Tobacco has a high price…for everyone
In France in particular this price is a social one, as 10 billion euros are invested in prevention campaigns and social security spending… It is also estimated that the number of passive smokers have a 10 to 15% higher chance of developing heart disease and cancers of the throat and lungs (people working in casinos; servers in places where smoking is, or was until recently, allowed; all people exposed to a smoking environment, etc.).
Cigarettes have an environmental impact
The environmental effects of tobacco are also adding to the communal and social cost. For example, the smoke of 20 cigarettes is the same as the Parisian pollution peak threshold. In addition, cigarette smoke releases toxic components into the air (inside and outside) through the production of ammonia, tar, radioactive substances (polonium), heavy metals (mercury, lead), benzene and all other harmful substances present in a cigarette, including 40 carcinogens.
Serious, but avoidable consequences
Furthermore, tobacco is the leading cause of avoidable death, on average causing 70,000 deaths. This is also comparable with a personal cost, since smoking causes major diseases and disorders in smokers, thus potentially leading to death.
One in two smokers dies from tobacco dependence from the age of 35 onwards, most not living past the age of 64.
Lung cancer is the leading cause of death, but it is necessary to add that other respiratory diseases, cardiovascular disorders like heart attacks and vascular and arterial accidents also cause death by smoking.
But also, tobacco causes thyroid, throat and mouth cancers…Thus, a smoker’s life expectancy decreases by 10 to 15 years, and stopping smoking can “earn back” 11 minutes of life expectancy from the first cigarette that goes unsmoked.
How to stop smoking?
Faced with this morbid and harmful conclusion, many people have tried to stop smoking or want to stop. In fact, 58% of smokers have admitted this, and it is estimated that around 2000 people a day stop smoking for a year. So every year, the number of ex-smokers is between 400,000 and 500,000.
What about the other people?
More than half fail, and 71% fail to last longer than a week, on average. Moreover, even fewer people manage to stop after the first attempt. But why this failure?
Because stopping smoking is hard, people who smoke are very dependent, especially during the quitting stage, during which the relapse and dropout rate is the highest.

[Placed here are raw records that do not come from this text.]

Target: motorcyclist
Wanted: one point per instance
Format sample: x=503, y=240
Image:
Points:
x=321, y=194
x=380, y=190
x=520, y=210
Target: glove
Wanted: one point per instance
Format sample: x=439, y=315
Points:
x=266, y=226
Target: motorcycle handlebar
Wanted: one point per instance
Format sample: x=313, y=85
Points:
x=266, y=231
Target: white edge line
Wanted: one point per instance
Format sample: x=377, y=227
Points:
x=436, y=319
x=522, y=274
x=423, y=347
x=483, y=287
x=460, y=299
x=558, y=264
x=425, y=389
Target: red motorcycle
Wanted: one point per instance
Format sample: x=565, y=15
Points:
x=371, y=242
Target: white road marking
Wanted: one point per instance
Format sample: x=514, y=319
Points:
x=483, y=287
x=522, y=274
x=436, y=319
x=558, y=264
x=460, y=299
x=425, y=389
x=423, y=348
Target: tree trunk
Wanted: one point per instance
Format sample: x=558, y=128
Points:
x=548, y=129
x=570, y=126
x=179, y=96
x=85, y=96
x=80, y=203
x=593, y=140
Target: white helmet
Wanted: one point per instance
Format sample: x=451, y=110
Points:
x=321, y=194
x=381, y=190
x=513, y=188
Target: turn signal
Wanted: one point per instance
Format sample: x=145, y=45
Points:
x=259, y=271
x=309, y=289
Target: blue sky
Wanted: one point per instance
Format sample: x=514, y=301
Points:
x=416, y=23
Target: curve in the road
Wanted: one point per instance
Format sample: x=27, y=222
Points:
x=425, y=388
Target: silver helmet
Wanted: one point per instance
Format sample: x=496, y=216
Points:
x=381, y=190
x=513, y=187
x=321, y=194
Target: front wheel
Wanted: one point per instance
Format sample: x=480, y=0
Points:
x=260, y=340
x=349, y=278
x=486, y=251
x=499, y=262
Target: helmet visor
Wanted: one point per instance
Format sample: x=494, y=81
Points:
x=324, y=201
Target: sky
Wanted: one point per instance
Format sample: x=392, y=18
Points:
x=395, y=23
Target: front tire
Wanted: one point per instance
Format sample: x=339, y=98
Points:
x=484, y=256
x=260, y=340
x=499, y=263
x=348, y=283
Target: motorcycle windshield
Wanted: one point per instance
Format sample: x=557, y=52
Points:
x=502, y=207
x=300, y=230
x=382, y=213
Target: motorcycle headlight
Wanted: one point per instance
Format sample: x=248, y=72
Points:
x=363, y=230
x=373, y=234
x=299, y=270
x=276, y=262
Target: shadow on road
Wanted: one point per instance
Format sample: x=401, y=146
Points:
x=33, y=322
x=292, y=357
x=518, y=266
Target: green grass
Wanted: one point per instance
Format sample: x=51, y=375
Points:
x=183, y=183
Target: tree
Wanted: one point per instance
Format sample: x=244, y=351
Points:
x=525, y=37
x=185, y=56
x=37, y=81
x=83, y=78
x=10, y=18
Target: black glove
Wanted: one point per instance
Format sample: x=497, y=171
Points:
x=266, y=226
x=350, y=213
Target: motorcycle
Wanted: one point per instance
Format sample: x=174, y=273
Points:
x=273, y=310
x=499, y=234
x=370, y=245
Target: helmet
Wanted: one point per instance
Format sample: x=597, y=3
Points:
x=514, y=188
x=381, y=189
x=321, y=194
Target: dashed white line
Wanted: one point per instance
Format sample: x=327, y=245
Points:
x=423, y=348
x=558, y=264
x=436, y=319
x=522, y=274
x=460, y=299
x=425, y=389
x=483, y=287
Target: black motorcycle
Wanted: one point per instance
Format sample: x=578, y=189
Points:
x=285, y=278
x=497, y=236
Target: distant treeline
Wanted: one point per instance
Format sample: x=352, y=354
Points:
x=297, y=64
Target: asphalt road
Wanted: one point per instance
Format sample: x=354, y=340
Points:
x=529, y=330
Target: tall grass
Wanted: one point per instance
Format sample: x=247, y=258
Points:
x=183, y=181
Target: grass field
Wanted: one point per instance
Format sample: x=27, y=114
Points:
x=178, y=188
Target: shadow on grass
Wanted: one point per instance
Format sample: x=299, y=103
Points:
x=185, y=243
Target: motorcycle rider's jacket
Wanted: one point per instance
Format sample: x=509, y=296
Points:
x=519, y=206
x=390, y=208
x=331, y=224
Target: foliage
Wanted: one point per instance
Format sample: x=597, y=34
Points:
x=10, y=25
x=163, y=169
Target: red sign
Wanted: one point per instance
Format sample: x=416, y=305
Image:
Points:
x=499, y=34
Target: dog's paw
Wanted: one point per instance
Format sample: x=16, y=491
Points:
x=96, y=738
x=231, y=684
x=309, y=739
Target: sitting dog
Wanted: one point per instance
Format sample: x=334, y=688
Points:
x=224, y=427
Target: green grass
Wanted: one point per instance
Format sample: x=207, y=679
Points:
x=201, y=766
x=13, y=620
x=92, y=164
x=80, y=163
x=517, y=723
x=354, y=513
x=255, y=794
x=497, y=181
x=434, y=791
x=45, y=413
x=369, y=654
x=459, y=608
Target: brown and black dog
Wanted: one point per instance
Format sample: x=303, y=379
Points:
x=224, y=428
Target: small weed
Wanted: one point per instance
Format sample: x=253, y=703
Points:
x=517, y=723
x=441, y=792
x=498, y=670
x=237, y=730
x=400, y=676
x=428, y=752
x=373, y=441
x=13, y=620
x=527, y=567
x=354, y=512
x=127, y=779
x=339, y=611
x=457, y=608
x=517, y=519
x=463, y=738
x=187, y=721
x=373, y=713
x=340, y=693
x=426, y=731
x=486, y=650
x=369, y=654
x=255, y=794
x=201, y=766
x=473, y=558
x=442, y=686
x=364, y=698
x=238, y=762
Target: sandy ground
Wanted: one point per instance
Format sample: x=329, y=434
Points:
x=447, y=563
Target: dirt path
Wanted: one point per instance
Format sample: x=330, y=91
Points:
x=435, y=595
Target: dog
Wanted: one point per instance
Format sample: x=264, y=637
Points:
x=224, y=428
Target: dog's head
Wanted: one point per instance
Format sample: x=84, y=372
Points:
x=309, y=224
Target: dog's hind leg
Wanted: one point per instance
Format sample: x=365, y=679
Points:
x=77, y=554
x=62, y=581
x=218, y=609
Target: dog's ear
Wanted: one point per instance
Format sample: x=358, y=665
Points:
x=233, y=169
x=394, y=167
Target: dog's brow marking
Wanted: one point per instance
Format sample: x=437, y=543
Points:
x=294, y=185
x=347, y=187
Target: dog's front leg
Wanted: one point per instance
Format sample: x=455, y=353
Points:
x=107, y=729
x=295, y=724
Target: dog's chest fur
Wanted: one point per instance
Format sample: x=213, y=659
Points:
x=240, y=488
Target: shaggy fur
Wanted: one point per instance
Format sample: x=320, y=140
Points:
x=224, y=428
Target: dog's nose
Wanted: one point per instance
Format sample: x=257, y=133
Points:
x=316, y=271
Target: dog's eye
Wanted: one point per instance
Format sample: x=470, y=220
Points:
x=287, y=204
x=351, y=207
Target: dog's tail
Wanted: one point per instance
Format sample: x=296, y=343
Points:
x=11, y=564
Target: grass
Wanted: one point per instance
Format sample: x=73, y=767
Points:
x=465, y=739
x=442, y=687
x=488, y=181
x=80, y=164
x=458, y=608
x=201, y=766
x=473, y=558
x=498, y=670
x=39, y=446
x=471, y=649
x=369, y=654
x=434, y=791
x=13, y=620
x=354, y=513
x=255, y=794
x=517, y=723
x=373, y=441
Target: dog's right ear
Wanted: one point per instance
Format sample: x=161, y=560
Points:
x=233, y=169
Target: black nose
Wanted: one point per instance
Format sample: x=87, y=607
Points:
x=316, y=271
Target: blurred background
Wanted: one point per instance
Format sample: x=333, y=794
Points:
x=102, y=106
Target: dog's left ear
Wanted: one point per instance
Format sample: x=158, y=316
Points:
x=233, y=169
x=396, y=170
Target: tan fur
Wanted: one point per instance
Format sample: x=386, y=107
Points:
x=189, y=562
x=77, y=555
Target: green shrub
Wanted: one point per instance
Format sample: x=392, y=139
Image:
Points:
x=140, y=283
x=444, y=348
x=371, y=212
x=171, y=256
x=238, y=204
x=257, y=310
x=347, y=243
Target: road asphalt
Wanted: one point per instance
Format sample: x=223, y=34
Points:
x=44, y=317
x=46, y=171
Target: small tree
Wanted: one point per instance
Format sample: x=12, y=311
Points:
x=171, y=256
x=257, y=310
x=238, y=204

It is necessary to consider tobacco as a drug, because of the substance contained in the tobacco leaves, nicotine.
As smokers are addicted to nicotine, they are also addicted to the effects of the endorphin that nicotine promotes and stimulates in the brain. To do this, it assumes the position of natural neurotransmitters in the brain and binds dopamine-producing neurons in their place, and stimulates their production.
Nicotine, responsible for this “feeling of absence”
Nicotine is therefore psychoactive, as it has anxiolytic and stimulating properties. When a smoker does not smoke for a few hours, the production of endorphins decreases and the smoker misses it. This lack is characterised by nervousness and irritability, instantly calmed by a puff on a cigarette, since smoke enters the brain in under 10 seconds.
If a smoker stops permanently, this feeling of absence will be enduring, persistent and intense. Nervousness and irritability can mutate into anxiety, insomnia and depression in some cases. This comes from stopping smoking, or how to readjust the brain to normal endorphin and dopamine levels.
This phase is even harder the longer the smoker has been addicted to cigarettes, as he has accumulated higher and higher levels of nicotine, and his brain has got used to its production and wants more and more as the years go by.